There is a fine layer of grain that never becomes overwhelming, and the image does sometimes veer dangerously close to cloudiness, but that's because this was a fairly cheap-looking movie in the first place. This is a remarkably clean, crisp transfer that anyone who has seen the film before will likely do backflips over.
The disc's lone audio option, an English LPCM Mono track, is also sturdily up to the task.
Again: back to the booklet! "The monaural soundtrack was remastered at 24-bit from a 35 mm monaural magnetic track. Clicks, thumps, hiss, and hum were manually reoved using Pro Tools HD. Crackle was attenuated using AudioCube's integrated audio workstation."
While not as revelatory as the video transfer, the audio transfer does a fine job on its own right, even for a mono track. Paul Dunlap's score sounds terrific, dialogue is crisp, clear, and always understandable. The mix gives a surprising amount of atmospheric dimensionality, too, with the cacophony of the nut house really blooming majestically.

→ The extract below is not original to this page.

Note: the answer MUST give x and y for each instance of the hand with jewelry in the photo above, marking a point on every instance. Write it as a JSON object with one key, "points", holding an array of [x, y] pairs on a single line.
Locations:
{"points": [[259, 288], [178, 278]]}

Overall, a really solid track, with nary a trace of the muddiness that normally clouds audio mixes of films from this era (especially cheap films like 'Shock Corridor!')
Optional English SDH subtitles have also been handily included.
All of the extras on this Blu-ray also appear on Criterion's standard DVD reissue. Aw yeah.
Samuel Fuller's 'Shock Corridor' is a psychological thriller classic, no matter how you slice it. Influential to this day, it's a gripping, heartbreaking ordeal that you won't soon forget. Criterion has reissued the classic (for the first time on high-definition) with very strong audio and video and a slim but worthwhile collection of extras. Highly recommended.